7
v = range(1e10, -1e10, step=-1e8) # velocities [cm/s]
deleteat!(v, findall(x->x==0,v))

I want to delete the value 0 from v. Following this tutorial, I tried deleteat! but I get the error

MethodError: no method matching deleteat!(::StepRangeLen{Float64, Base.TwicePrecision{Float64}, Base.TwicePrecision{Float64}, Int64}, ::Vector{Int64})

What am I missing here?

1
  • In addition to Range not being a Vector, it is important to note that ranges are immutable, so it's not just deleteat! that won't work, but any of the mutating functions, like push!, pop!, splice!, etc. Ranges are clever data structures that work like Vectors for access, does not explicitly store all its elements, and therefore cannot be modified. You always just create a new range.
    – DNF
    Feb 14 at 8:39

2 Answers 2

4

Notice the type that is returned by the function range.

typeof(range(1e10, -1e10, step=-1e8))

The above yields to

StepRangeLen{Float64, Base.TwicePrecision{Float64}, Base.TwicePrecision{Float64}, Int64}

Calling the help function for the function deleteat!.

? deleteat!()

deleteat!(a::Vector, inds)

Remove the items at the indices given by inds, and return the > modified a. Subsequent items are shifted to fill the resulting gap.

inds can be either an iterator or a collection of sorted and > unique integer indices, or a boolean vector of the same length as a with true indicating entries to delete.

We can convert the returned type of range using collect. Try the following code.

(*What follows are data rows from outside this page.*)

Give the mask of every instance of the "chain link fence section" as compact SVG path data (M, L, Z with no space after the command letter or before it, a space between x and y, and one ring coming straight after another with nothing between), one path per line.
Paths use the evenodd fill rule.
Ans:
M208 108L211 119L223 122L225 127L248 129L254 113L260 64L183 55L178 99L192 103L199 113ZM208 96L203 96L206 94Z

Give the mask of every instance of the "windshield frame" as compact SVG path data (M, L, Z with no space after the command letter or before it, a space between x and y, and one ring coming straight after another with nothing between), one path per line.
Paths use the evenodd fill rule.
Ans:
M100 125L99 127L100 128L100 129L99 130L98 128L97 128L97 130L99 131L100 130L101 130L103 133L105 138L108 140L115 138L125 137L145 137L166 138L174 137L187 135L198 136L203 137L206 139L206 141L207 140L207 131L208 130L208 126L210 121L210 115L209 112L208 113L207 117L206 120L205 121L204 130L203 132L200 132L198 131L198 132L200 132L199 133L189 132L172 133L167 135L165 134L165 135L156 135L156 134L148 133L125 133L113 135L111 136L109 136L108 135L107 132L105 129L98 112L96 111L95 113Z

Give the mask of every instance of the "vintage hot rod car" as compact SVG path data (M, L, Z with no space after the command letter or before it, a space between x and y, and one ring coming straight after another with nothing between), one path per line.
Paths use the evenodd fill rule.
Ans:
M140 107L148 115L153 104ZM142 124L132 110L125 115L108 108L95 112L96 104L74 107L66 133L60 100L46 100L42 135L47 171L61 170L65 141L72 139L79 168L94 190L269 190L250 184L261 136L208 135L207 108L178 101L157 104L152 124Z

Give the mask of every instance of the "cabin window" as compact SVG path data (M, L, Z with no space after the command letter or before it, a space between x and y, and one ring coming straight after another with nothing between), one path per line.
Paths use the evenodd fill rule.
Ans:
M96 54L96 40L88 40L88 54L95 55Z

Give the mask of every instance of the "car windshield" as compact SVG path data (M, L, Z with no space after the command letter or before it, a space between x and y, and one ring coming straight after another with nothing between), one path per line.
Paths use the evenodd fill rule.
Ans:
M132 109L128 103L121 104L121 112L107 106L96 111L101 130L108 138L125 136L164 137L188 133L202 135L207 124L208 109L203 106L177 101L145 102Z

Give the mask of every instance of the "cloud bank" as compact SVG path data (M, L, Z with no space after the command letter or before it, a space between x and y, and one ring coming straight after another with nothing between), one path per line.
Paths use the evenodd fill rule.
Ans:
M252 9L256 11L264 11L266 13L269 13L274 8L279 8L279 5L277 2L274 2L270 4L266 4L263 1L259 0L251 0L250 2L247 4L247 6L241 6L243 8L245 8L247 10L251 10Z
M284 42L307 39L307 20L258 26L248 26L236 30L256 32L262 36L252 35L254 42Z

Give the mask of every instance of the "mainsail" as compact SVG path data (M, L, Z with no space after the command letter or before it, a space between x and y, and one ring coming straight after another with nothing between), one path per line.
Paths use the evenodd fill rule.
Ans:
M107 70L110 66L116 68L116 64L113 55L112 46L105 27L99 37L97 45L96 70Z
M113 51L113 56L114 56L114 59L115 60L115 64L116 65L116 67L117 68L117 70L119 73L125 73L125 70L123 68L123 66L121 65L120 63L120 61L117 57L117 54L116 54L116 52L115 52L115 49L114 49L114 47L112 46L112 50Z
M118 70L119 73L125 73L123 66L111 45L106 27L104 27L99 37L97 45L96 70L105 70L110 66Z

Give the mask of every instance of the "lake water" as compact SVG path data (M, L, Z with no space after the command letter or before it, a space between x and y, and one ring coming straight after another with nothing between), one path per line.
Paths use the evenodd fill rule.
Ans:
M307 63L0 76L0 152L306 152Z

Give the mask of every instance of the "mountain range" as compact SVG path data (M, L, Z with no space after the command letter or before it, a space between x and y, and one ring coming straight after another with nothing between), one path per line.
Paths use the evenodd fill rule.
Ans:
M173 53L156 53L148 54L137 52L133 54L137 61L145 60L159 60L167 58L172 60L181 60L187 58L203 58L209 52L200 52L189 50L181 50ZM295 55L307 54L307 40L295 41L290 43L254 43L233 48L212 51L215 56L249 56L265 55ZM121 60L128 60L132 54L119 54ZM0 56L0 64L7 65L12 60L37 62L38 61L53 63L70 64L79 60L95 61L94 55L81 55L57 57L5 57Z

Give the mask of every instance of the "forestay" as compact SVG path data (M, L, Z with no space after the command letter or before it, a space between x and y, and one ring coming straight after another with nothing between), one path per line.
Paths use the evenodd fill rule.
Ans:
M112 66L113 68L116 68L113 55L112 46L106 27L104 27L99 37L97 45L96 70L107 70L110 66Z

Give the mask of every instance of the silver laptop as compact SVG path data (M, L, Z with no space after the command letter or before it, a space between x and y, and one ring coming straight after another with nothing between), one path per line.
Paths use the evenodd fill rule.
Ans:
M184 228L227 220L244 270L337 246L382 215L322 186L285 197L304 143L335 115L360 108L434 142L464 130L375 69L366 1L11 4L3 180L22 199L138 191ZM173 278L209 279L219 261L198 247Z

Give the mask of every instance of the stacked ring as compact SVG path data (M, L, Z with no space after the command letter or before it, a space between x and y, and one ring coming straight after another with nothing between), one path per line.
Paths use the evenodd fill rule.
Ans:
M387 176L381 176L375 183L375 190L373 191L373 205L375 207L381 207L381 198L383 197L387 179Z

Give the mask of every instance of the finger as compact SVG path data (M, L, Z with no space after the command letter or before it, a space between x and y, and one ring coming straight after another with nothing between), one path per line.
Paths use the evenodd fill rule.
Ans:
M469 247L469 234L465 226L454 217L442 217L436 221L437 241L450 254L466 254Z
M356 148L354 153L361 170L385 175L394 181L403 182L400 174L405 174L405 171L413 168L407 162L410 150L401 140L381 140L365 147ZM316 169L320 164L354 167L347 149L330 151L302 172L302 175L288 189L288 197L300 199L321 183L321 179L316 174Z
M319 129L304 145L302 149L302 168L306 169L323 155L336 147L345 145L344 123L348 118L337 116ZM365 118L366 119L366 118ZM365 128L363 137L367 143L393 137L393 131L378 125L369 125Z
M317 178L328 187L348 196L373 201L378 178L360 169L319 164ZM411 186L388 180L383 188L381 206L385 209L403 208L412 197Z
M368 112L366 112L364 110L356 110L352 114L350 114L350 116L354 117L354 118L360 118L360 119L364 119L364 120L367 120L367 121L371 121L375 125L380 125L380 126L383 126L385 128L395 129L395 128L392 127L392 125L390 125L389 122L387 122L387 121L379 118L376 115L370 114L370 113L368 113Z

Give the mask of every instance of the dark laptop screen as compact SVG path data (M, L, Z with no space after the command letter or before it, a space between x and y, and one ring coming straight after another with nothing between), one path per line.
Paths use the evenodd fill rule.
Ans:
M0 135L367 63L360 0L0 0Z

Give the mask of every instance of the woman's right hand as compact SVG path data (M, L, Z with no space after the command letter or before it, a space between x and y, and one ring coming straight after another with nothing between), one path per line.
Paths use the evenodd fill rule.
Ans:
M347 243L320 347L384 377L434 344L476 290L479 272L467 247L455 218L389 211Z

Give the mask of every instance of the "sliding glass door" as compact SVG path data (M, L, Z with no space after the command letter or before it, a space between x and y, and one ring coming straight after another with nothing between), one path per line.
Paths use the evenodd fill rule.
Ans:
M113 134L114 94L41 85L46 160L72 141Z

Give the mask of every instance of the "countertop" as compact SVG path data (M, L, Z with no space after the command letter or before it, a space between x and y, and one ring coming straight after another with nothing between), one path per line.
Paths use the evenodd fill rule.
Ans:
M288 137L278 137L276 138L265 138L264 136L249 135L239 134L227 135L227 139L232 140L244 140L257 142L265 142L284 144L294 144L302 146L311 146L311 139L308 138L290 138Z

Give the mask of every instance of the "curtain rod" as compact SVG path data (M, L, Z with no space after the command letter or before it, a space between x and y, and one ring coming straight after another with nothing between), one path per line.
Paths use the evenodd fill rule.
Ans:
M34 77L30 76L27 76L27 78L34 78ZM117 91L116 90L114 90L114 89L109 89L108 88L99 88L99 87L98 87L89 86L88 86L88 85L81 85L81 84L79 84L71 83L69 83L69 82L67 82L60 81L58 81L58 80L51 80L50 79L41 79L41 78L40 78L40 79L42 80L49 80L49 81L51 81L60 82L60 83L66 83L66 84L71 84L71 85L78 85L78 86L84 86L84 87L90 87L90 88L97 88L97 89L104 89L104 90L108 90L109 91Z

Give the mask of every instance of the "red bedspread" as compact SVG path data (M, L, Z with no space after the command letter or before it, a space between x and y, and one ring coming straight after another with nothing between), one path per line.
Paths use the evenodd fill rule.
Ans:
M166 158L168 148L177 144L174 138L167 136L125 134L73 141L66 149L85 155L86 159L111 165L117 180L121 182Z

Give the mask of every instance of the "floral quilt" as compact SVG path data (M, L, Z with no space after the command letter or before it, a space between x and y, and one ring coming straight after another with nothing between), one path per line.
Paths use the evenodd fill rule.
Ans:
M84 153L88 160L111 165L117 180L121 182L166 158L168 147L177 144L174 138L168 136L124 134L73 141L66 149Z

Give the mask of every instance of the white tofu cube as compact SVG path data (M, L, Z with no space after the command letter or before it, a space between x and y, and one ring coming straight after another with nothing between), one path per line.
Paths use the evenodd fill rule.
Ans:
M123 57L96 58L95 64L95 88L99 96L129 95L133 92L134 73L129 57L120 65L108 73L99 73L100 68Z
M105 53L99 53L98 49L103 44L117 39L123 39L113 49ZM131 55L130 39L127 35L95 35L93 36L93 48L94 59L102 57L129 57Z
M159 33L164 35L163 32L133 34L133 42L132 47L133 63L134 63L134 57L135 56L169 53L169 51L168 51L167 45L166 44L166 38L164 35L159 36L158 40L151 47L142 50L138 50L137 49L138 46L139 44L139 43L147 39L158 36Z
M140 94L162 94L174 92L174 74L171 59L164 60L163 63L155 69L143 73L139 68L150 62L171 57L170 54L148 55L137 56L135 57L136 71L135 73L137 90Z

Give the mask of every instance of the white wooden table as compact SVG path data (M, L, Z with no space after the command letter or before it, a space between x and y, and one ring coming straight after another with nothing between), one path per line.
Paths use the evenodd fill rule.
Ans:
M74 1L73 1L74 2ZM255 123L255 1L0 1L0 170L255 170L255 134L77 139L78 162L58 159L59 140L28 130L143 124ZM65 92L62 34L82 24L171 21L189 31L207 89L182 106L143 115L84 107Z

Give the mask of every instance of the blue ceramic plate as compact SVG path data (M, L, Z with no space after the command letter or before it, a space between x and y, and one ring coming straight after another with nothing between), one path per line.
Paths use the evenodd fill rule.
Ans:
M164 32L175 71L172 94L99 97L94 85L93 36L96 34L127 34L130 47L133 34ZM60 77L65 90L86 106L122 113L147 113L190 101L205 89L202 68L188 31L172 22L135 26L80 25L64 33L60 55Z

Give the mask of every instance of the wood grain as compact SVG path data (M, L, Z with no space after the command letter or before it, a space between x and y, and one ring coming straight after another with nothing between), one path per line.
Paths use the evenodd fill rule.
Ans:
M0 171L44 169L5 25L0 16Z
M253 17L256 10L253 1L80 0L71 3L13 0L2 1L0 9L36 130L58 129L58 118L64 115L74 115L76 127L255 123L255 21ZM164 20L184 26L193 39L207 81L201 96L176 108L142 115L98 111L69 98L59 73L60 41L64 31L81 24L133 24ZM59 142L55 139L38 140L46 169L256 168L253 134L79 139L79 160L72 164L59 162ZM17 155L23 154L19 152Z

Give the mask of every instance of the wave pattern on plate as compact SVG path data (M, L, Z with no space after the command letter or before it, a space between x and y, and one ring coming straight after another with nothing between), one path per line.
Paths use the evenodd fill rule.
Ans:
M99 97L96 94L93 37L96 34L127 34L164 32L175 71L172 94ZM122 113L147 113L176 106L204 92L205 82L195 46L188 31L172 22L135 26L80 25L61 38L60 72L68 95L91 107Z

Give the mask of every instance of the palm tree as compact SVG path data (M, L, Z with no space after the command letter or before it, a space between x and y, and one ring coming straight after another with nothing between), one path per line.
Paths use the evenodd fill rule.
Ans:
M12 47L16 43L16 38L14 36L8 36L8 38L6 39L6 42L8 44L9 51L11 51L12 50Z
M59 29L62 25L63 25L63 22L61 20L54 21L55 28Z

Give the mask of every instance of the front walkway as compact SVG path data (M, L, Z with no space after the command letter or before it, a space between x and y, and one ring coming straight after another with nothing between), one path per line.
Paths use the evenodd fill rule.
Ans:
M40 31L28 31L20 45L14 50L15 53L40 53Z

v = collect(range(1e10, -1e10, step=-1e8))
deleteat!(v,findall(x->x==0,v))

Notice that we can shorten x->x==0 to iszero which yields to

v = collect(range(1e10, -1e10, step=-1e8))
deleteat!(v,findall(iszero,v))
4

Use filter! or filter:


julia> filter!(!=(0), [1,0,2,0,4])
3-element Vector{Int64}:
 1
 2
 4

In case of a range you can collect it or use:

julia> filter(!=(0), range(2, -2, step=-1))
4-element Vector{Int64}:
  2
  1
 -1
 -2

However for big ranges you might just not want to materialize them to save the memory footprint. In that case you could use:

(x for x in range(2, -2, step=-1) if x !== 0)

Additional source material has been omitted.